Building and hydrating a scalable, highly-available, resilient data lake is what all data engineering organizations aspire to. The height of that hurdle depends on the variety of data categories, the expected velocity of the ingestion processes, and the sheer volume of the data sets in question. When enough data comes into play, we refer to it as Big Data and traditional, vertically-scalable processes no longer suffice. Over the years, data engineering organizations have shifted their toolset to take advantage of various open source projects such as Hadoop, Hive, Spark, flink, Presto etc. which are uniquely suited to distribute large, compute-intensive workloads across commodity hardware. Today, cloud providers offer managed – often serverless – services built atop the shoulders of open source projects to address problem areas, such as, the streaming of high-speed clickstream data or the handling of relatively static batch processes which oftentimes handle multiple GBs or TBs of data. A compilation of these services can be used in conjunction to solve for the majority of use cases. But despite the maturity of these tools, challenges continue to persist and cloud technologies/patterns continue to evolution and open up new avenues. As a result, it’s a best practice to minimize coupling between your components today so your architectures may continue to evolve with the tools of tomorrow.

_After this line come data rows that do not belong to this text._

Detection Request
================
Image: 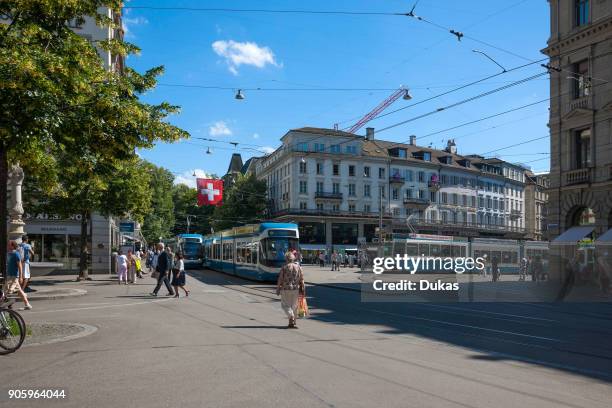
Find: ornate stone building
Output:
[542,0,612,239]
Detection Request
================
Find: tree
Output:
[172,184,214,235]
[213,174,267,230]
[0,0,188,278]
[142,163,174,242]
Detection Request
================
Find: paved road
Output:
[0,271,612,408]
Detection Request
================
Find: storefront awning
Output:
[551,226,595,245]
[595,229,612,245]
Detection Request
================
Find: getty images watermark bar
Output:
[360,238,606,302]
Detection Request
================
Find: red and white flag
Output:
[196,179,223,207]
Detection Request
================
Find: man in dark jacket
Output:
[151,242,174,296]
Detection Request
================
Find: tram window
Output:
[406,244,420,256]
[419,244,429,256]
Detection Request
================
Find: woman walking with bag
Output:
[276,252,304,329]
[172,253,189,297]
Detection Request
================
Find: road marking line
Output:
[28,297,172,314]
[422,303,559,323]
[360,308,564,343]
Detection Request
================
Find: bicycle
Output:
[0,290,26,355]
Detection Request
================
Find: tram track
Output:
[159,271,612,408]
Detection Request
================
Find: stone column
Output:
[8,164,25,243]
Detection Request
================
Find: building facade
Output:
[525,172,550,241]
[255,128,526,250]
[542,0,612,239]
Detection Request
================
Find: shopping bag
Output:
[298,295,310,318]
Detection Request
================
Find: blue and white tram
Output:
[471,238,521,274]
[204,222,299,281]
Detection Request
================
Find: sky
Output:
[123,0,550,186]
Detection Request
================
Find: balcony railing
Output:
[404,197,430,207]
[272,208,390,218]
[315,191,342,200]
[389,176,406,184]
[404,219,525,234]
[565,168,591,185]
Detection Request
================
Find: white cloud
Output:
[174,169,210,188]
[212,40,282,75]
[208,120,232,136]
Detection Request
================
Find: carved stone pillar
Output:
[8,164,25,242]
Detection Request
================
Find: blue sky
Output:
[124,0,549,186]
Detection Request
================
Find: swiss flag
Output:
[196,179,223,207]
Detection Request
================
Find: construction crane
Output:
[334,86,412,133]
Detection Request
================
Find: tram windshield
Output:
[259,237,298,267]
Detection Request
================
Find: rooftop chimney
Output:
[366,128,374,140]
[446,139,457,154]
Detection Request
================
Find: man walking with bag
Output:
[151,242,174,296]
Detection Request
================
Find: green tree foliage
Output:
[0,0,188,278]
[212,174,267,231]
[172,184,214,235]
[142,163,174,243]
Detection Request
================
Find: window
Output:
[575,129,591,169]
[391,188,399,200]
[568,60,591,98]
[406,170,413,181]
[574,0,589,27]
[349,184,355,197]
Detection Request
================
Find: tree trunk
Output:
[0,142,8,281]
[78,212,89,280]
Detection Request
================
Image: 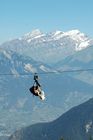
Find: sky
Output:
[0,0,93,44]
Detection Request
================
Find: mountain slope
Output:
[0,30,93,64]
[9,99,93,140]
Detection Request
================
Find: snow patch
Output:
[11,68,19,77]
[16,98,28,108]
[24,63,37,73]
[3,50,11,60]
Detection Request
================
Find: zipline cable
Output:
[0,68,93,76]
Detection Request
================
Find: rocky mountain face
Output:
[0,30,93,136]
[9,98,93,140]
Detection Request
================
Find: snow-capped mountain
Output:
[0,29,93,64]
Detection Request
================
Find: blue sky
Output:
[0,0,93,44]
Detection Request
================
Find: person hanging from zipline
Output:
[29,73,45,100]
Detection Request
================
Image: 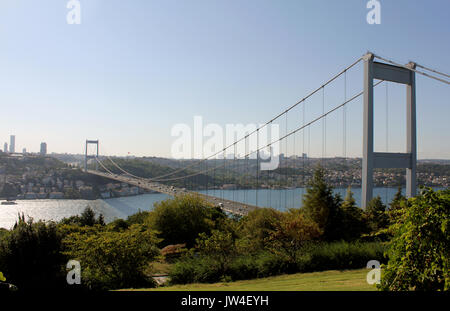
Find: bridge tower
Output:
[361,52,417,209]
[84,139,98,171]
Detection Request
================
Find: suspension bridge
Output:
[85,52,450,215]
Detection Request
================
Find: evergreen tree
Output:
[366,196,389,232]
[302,166,342,240]
[341,186,366,240]
[388,187,407,224]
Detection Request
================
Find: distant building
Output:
[40,143,47,155]
[9,135,16,153]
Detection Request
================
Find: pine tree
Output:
[302,166,342,240]
[341,186,366,240]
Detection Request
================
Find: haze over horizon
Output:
[0,0,450,159]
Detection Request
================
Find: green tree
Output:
[302,166,342,240]
[239,208,283,251]
[380,188,450,291]
[365,196,389,232]
[196,230,237,275]
[341,187,366,240]
[388,187,406,224]
[63,225,160,290]
[147,195,226,247]
[269,213,322,264]
[0,215,66,290]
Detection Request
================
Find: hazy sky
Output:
[0,0,450,159]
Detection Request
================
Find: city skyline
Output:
[0,0,450,159]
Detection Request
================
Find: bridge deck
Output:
[86,170,258,216]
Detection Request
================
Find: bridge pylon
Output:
[361,52,417,209]
[84,139,98,171]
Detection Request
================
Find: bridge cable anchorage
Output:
[284,113,288,209]
[415,63,450,78]
[140,80,385,185]
[374,54,450,84]
[94,60,383,190]
[111,57,363,181]
[385,81,389,204]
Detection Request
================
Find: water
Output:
[0,193,169,229]
[200,188,414,210]
[0,188,442,229]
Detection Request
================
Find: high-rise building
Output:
[9,135,16,153]
[41,143,47,155]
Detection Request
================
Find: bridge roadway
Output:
[86,170,258,216]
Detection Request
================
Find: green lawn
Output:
[125,269,376,291]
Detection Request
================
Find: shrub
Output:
[63,225,159,290]
[380,188,450,291]
[170,242,385,284]
[60,206,105,227]
[269,213,322,263]
[148,195,226,247]
[302,166,343,241]
[365,196,389,232]
[0,215,66,290]
[239,208,283,251]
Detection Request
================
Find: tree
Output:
[0,215,66,291]
[379,188,450,291]
[60,206,105,227]
[365,196,389,232]
[388,187,406,224]
[269,213,322,264]
[341,187,366,240]
[147,195,226,247]
[196,230,236,275]
[302,166,342,240]
[239,208,283,251]
[63,225,160,290]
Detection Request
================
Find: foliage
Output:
[380,188,450,291]
[60,206,105,227]
[302,166,343,241]
[169,242,385,284]
[63,225,159,289]
[148,195,226,247]
[239,208,283,251]
[365,196,389,232]
[340,187,367,241]
[196,230,236,273]
[127,210,150,226]
[269,213,322,263]
[388,187,406,225]
[0,215,66,290]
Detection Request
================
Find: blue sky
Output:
[0,0,450,159]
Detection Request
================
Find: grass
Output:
[122,269,376,291]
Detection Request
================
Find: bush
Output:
[0,215,66,290]
[170,242,385,284]
[239,208,284,251]
[63,225,159,290]
[59,206,105,227]
[148,195,226,247]
[380,188,450,291]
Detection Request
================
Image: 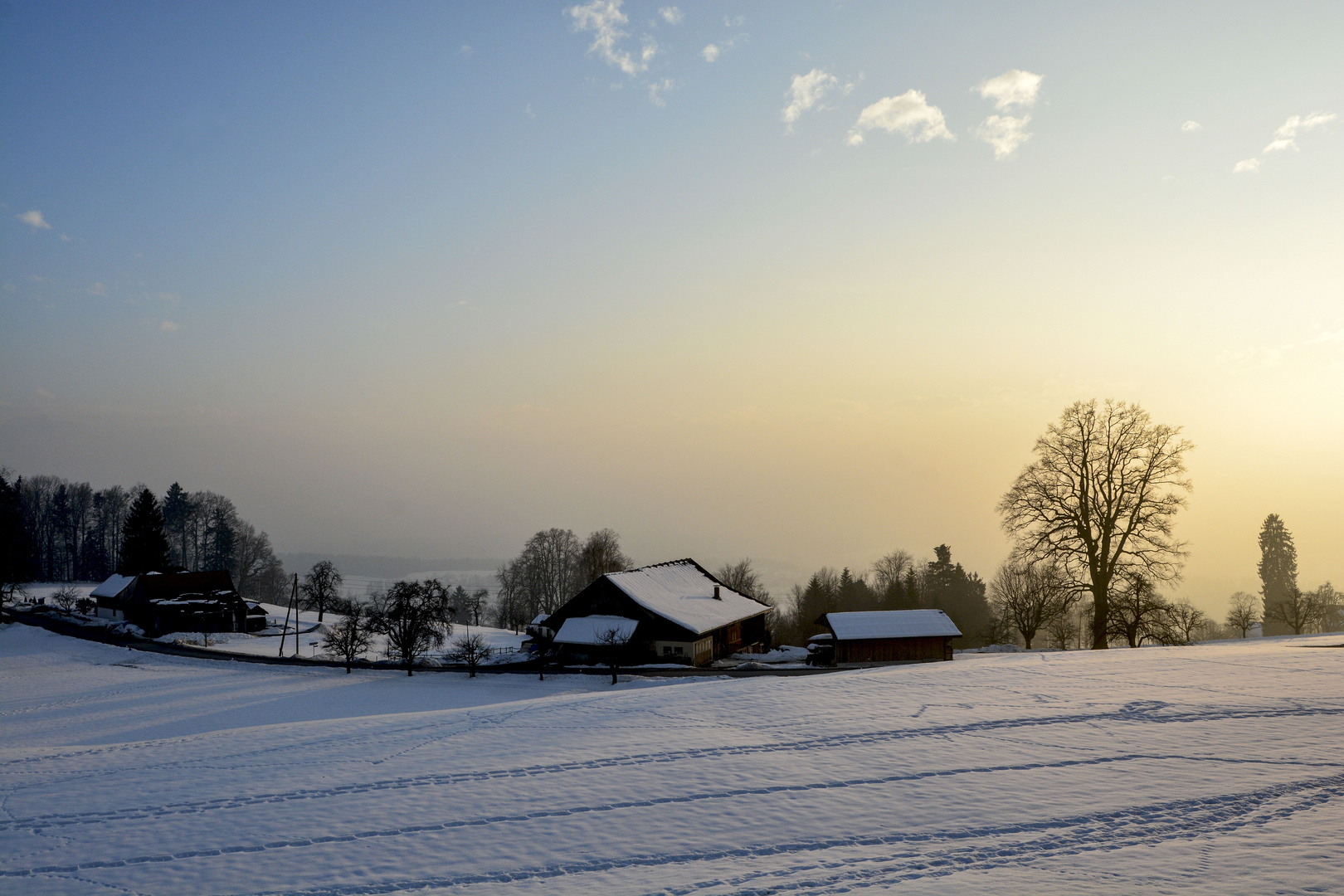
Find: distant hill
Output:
[275,552,503,579]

As requirements and data landscapes change, the most drastic of circumstances may justify cloud provider migrations as the benefits of one provider outweigh the offerings of another. An effective strategy to make this switch feasible is to opt for a modular approach by using pluggable and compartmentalized infrastructure. The impact of this change can be measured by defining and capturing key operational metrics. To make these sorts of adaptations tenable, changes in infrastructure and the establishment of operational metrics can be handled by infrastructure as code(IAC).

In addition to leveraging the benefits of IAC, teams should work to characterize their processes and define a finite set of re-usable cloud native patterns that take full advantage of modern cloud offerings. The selection, provisioning, and deployment of these services become an infrastructure-oriented concern and the management of these services become an operational task of their own. This shifts the conversation from writing code that handles specific tasks to constructing parameterized workflows and significantly reducing lines of code – results in a more holistic approach.

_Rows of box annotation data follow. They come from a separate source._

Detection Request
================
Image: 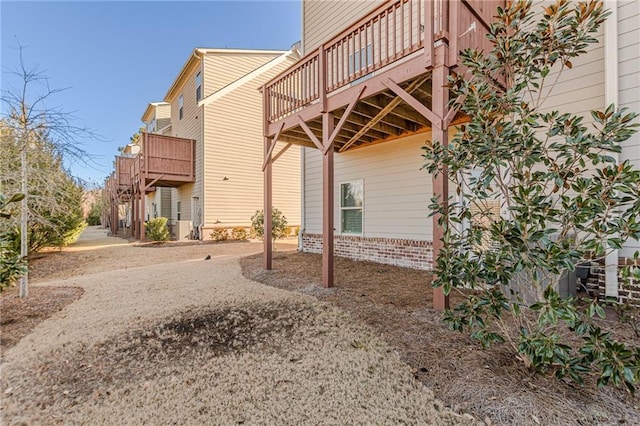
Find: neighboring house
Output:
[107,48,300,240]
[263,0,640,308]
[142,102,171,135]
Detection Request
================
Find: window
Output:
[196,72,202,102]
[349,43,373,75]
[340,180,364,234]
[147,118,156,133]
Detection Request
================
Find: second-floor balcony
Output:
[263,0,506,151]
[130,133,195,191]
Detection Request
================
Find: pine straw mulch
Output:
[0,286,84,356]
[240,252,640,425]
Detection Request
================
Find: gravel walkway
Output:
[0,228,475,425]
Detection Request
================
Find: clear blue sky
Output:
[0,0,300,184]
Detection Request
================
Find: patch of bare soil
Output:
[0,287,84,352]
[240,252,640,425]
[19,302,317,410]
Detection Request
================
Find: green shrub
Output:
[251,207,288,240]
[87,201,102,226]
[147,217,169,241]
[0,194,27,291]
[210,228,229,241]
[231,226,249,241]
[425,0,640,392]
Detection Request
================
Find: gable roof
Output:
[198,50,300,106]
[164,47,286,102]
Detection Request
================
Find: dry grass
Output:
[241,252,640,425]
[0,229,478,425]
[0,287,84,356]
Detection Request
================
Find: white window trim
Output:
[338,179,365,237]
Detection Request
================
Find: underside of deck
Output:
[262,0,506,309]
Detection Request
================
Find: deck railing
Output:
[265,0,448,122]
[130,133,195,185]
[115,156,133,191]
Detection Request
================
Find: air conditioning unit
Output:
[175,220,191,241]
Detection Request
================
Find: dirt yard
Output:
[0,228,481,425]
[240,252,640,425]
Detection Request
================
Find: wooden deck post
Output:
[264,137,275,271]
[431,44,449,311]
[129,187,138,238]
[138,180,146,241]
[322,113,334,287]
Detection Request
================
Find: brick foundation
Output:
[587,258,640,308]
[302,234,433,270]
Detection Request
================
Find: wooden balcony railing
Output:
[263,0,506,123]
[130,133,195,186]
[115,156,133,191]
[265,0,446,122]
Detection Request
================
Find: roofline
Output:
[198,50,300,106]
[140,101,170,123]
[195,47,288,55]
[164,47,288,102]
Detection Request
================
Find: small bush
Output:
[231,226,249,241]
[147,217,169,241]
[0,194,27,291]
[210,228,229,241]
[87,201,102,226]
[251,207,288,240]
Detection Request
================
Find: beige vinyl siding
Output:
[302,0,382,54]
[155,104,171,120]
[617,0,640,257]
[304,133,433,241]
[542,30,605,116]
[204,56,300,228]
[170,61,203,225]
[201,52,279,98]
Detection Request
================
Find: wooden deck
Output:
[105,133,195,240]
[130,133,195,189]
[262,0,506,309]
[263,0,505,152]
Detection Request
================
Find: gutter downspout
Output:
[604,5,619,301]
[298,147,307,251]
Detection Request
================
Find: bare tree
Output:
[0,45,99,297]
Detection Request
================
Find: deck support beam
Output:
[431,44,453,311]
[263,137,277,271]
[138,178,148,242]
[322,112,334,288]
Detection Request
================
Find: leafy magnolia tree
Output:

Data engineering is the synergy of software engineering, infrastructure provisioning, and operational observability. Data engineers must still consider things such as compression, optimized columnar formats, and data partitioning. But the biggest rewards are reaped from the development of a modular and well-selected combination of native cloud services that map well to your data’s requirements and business’ needs. This opens up opportunities for modern infrastructure teams – DevOps / SRE – to become an unconventional part of the data engineering process in the development of sustainable data-driven organizations. Welcome DataInfraOps.

Notes

We have build a highly sustainable and scalable data lake using modern techniques of treating infrastructure as code. Currently we ingest data from on-prem through VPN, external cloud vendors through queues, streaming, topics, api scrapping and database specific sources through CDC or continuous data capture. We achieved this by using appropriate choice of cloud service that suits our use-case and our approach to implement the infrastructure related to the chosen cloud service through infrastructure as code. This makes the process repeatable and reliable. We did consider the performance characteristics required while building a data lake such as use of parquet as our data format to store. The data lake is now the repository of dependable data that can be further used by Machine Learning scientists for predictive analysis or for engineering teams for operational goals.